50 His Honour (at [24]) dealt with the question of "attached" by referring to various dictionary definitions. The Oxford English Dictionary gives various meanings to the transitive verb, being:
"To tack on; to fasten or join" (item 5a)
"To connect or join on functionally" (item 6a)
Further, "attached" does not necessarily mean physically fastened (Stroud's Judicial Dictionary of Words and Phrases (8th ed, Sweet and Maxwell, 2012) at p 239). His Honour in this context also referred to Practice Note CM 6, although we do not find this of much assistance in the present context.

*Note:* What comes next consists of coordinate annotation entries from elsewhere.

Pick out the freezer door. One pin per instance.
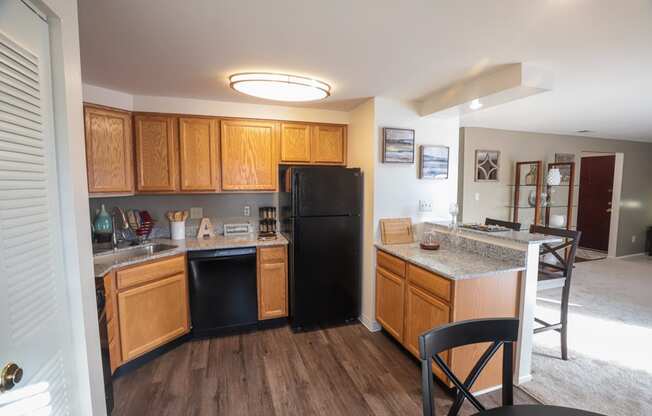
(327, 191)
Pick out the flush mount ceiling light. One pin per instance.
(279, 87)
(475, 104)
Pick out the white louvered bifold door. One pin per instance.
(35, 330)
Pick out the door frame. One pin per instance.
(615, 196)
(87, 382)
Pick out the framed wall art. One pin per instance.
(433, 162)
(487, 165)
(564, 170)
(398, 145)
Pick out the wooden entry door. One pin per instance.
(596, 191)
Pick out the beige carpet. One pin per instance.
(586, 254)
(610, 341)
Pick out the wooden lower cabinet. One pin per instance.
(390, 302)
(431, 300)
(422, 313)
(149, 311)
(272, 282)
(152, 315)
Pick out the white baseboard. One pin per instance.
(487, 390)
(632, 255)
(371, 324)
(524, 379)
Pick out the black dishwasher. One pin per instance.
(223, 294)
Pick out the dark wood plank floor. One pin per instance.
(339, 371)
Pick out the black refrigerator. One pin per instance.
(320, 213)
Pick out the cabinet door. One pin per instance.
(109, 158)
(295, 143)
(152, 315)
(249, 155)
(156, 153)
(423, 313)
(272, 283)
(329, 145)
(390, 302)
(198, 161)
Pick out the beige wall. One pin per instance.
(362, 153)
(636, 197)
(394, 190)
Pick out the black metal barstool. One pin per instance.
(499, 331)
(556, 275)
(516, 226)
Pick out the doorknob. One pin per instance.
(10, 376)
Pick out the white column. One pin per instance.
(528, 305)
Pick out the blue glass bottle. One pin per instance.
(103, 223)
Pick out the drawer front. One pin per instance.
(112, 329)
(435, 284)
(272, 254)
(390, 263)
(151, 271)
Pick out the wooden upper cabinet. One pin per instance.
(295, 143)
(249, 151)
(109, 155)
(329, 145)
(156, 153)
(198, 155)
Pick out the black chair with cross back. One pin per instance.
(500, 332)
(556, 273)
(516, 226)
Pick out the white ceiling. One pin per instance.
(600, 52)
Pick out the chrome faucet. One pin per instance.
(121, 230)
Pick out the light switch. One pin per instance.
(425, 205)
(196, 213)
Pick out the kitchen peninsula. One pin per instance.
(473, 275)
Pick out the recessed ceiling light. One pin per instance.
(279, 87)
(475, 104)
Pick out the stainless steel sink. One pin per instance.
(135, 252)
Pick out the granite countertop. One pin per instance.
(455, 264)
(522, 237)
(106, 262)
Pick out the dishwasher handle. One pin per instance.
(231, 252)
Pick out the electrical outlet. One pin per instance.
(425, 205)
(196, 213)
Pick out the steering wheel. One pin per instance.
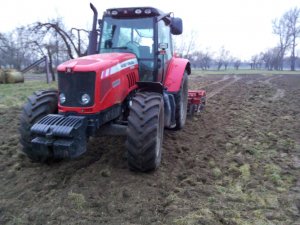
(134, 47)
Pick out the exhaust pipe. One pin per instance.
(93, 35)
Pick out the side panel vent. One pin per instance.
(131, 79)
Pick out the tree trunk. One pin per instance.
(50, 63)
(293, 58)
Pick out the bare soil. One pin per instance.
(236, 163)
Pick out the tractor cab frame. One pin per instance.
(146, 32)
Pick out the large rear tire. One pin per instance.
(181, 100)
(145, 131)
(40, 104)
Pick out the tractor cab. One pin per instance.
(145, 32)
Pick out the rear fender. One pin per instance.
(175, 74)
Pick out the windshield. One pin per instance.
(128, 35)
(131, 35)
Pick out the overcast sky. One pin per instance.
(244, 27)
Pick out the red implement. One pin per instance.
(196, 101)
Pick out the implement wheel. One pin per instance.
(40, 104)
(145, 131)
(181, 100)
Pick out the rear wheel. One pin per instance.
(40, 104)
(181, 100)
(145, 131)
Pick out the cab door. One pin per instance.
(164, 49)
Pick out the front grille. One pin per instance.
(74, 85)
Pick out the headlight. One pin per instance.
(62, 98)
(85, 99)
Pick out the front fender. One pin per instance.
(175, 72)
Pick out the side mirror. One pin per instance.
(176, 26)
(99, 23)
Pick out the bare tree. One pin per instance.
(222, 58)
(292, 18)
(56, 27)
(271, 59)
(281, 29)
(201, 59)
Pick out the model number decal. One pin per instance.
(116, 83)
(117, 68)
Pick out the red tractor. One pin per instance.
(129, 84)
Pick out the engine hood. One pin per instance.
(97, 62)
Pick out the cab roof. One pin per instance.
(134, 12)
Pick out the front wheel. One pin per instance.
(40, 104)
(145, 131)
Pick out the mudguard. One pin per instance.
(175, 72)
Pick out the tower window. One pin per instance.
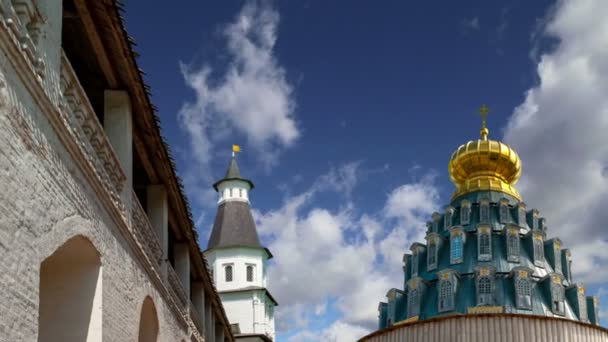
(484, 244)
(513, 245)
(413, 303)
(539, 251)
(582, 305)
(484, 212)
(465, 213)
(557, 298)
(456, 247)
(249, 273)
(485, 291)
(503, 213)
(523, 293)
(557, 256)
(447, 219)
(521, 216)
(432, 256)
(415, 263)
(228, 273)
(446, 296)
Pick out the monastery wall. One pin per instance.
(45, 200)
(80, 261)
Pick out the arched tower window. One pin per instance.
(432, 256)
(582, 304)
(521, 215)
(436, 219)
(513, 244)
(557, 297)
(503, 212)
(485, 290)
(465, 212)
(413, 303)
(534, 219)
(228, 273)
(456, 246)
(484, 211)
(448, 217)
(539, 250)
(484, 244)
(523, 293)
(250, 273)
(415, 263)
(446, 296)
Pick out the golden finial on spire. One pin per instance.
(484, 110)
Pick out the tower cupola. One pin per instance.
(485, 165)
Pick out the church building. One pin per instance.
(238, 260)
(97, 240)
(489, 271)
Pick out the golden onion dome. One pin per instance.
(485, 165)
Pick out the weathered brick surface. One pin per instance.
(44, 201)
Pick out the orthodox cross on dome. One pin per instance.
(235, 149)
(483, 111)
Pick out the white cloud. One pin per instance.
(470, 24)
(337, 260)
(338, 331)
(251, 97)
(560, 133)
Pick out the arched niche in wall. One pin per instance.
(148, 322)
(70, 303)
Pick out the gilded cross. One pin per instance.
(484, 110)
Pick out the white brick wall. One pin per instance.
(46, 199)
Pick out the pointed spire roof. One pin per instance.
(234, 227)
(233, 173)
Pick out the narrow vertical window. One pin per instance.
(446, 296)
(521, 217)
(415, 263)
(557, 252)
(557, 297)
(228, 273)
(535, 219)
(523, 293)
(503, 213)
(249, 273)
(582, 305)
(513, 245)
(539, 251)
(485, 291)
(456, 248)
(465, 213)
(484, 212)
(413, 303)
(432, 256)
(447, 219)
(484, 244)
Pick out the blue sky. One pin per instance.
(348, 113)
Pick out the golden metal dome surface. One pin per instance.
(485, 165)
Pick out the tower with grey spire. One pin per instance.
(238, 260)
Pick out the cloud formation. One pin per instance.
(560, 133)
(251, 97)
(337, 260)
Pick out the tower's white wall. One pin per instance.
(239, 258)
(233, 190)
(252, 310)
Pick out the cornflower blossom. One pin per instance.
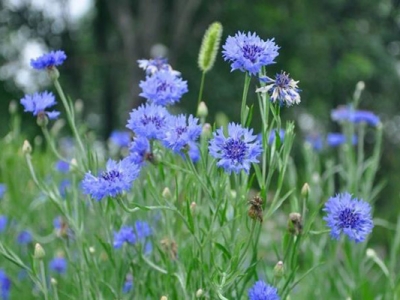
(181, 131)
(262, 291)
(337, 139)
(117, 178)
(349, 216)
(152, 66)
(237, 151)
(139, 150)
(163, 88)
(120, 138)
(49, 60)
(131, 235)
(3, 223)
(149, 120)
(5, 285)
(282, 89)
(58, 265)
(249, 53)
(349, 114)
(38, 102)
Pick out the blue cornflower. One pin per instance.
(181, 131)
(350, 216)
(38, 102)
(58, 265)
(49, 60)
(128, 284)
(272, 135)
(5, 285)
(337, 139)
(3, 189)
(282, 89)
(62, 166)
(262, 291)
(249, 52)
(139, 150)
(149, 120)
(117, 178)
(237, 151)
(154, 65)
(24, 237)
(3, 223)
(120, 138)
(163, 88)
(349, 114)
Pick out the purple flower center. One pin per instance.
(251, 52)
(112, 175)
(235, 149)
(348, 218)
(154, 120)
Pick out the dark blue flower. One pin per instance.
(337, 139)
(58, 265)
(49, 60)
(181, 131)
(149, 120)
(140, 151)
(349, 216)
(38, 102)
(5, 285)
(24, 237)
(3, 189)
(3, 223)
(282, 89)
(237, 151)
(163, 88)
(120, 138)
(349, 114)
(62, 166)
(152, 66)
(249, 52)
(117, 178)
(262, 291)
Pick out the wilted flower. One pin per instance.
(237, 151)
(249, 52)
(38, 102)
(117, 178)
(348, 215)
(163, 88)
(149, 120)
(282, 89)
(262, 291)
(49, 60)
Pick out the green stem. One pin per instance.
(203, 76)
(243, 110)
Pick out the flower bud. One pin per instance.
(39, 253)
(26, 147)
(295, 223)
(202, 110)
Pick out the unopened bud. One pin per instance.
(295, 223)
(199, 293)
(278, 269)
(26, 147)
(305, 190)
(166, 193)
(39, 252)
(202, 110)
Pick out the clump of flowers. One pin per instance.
(349, 216)
(249, 53)
(117, 178)
(237, 151)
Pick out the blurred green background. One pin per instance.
(327, 45)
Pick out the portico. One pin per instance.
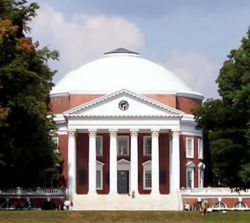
(127, 162)
(131, 166)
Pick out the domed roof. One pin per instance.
(122, 69)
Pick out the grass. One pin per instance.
(120, 216)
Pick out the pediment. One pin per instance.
(123, 103)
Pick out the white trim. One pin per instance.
(147, 166)
(99, 167)
(123, 164)
(193, 95)
(101, 137)
(201, 168)
(127, 138)
(73, 112)
(145, 138)
(200, 149)
(192, 147)
(56, 141)
(190, 168)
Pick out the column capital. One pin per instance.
(134, 132)
(71, 132)
(175, 133)
(92, 132)
(113, 132)
(155, 132)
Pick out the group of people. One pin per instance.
(204, 206)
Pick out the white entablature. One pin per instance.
(123, 103)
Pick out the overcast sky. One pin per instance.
(190, 37)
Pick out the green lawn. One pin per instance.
(120, 216)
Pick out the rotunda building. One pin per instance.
(126, 134)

51 The question is whether the pdf of the copy judgment could be treated as "attached" to the pdf of the bankruptcy notice, both being attached (together with the letter) to the email. Now clearly they were both attached to the email. The question is whether they were attached to each other. In our view, they were so attached. They were attached to the same email and electronically proximate to each other. Both were sent together rather than separately. Moreover, the one electronic communication (the email and attachments) was not divisible electronically at the time of issue or immediate receipt. Later, of course, one could choose to separately open each pdf and print hard copies separately. But at the time of electronic issue, the bankruptcy notice and the copy judgment or order were together and not separated. In one sense they were electronically "glued" together. They were electronically "fastened" to each other. Short of the two documents being constituted in the one pdf, they were as close electronically as they could be. Further, if they had been constituted in the one pdf, then it might have been argued that they were one and the same document, rather than being a notice with an attachment. Moreover, the fact that each pdf was itself attached to the email does not entail that each pdf could not also be attached to each other.

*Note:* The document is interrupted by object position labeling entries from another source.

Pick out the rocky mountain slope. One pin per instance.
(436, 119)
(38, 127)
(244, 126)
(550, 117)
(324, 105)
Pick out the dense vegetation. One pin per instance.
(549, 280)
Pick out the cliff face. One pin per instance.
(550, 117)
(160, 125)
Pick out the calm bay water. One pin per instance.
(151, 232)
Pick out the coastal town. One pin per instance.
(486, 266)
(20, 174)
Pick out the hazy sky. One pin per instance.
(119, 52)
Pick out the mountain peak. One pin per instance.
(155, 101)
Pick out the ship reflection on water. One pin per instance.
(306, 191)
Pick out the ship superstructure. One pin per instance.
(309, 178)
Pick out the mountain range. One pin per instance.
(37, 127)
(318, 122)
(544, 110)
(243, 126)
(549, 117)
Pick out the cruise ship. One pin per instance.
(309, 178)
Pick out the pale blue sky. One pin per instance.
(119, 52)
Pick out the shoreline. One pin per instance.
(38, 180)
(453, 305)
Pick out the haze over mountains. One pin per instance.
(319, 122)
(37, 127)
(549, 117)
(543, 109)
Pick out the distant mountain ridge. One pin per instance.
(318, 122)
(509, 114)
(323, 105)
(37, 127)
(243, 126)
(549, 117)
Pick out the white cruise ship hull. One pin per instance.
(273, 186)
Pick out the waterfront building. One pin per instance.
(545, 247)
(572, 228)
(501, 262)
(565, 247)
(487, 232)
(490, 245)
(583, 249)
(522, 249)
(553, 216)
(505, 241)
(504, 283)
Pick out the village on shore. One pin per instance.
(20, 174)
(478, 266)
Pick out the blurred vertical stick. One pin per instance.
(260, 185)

52 It was put that as the accompanying letter was also attached to the email in a separate pdf, that the above reasoning might suggest that the letter was attached to the bankruptcy notice. In one sense it may have been, but that did not invalidate the bankruptcy notice; that was not a defect, alternatively s 306(1) would apply to cure such a formal defect or irregularity. In any event, such an argument does not appear to have been run below.
53 In summary, in our view, at the time of issue the copy judgment was attached to the bankruptcy notice. That conclusion is sufficient to dispose of this appeal.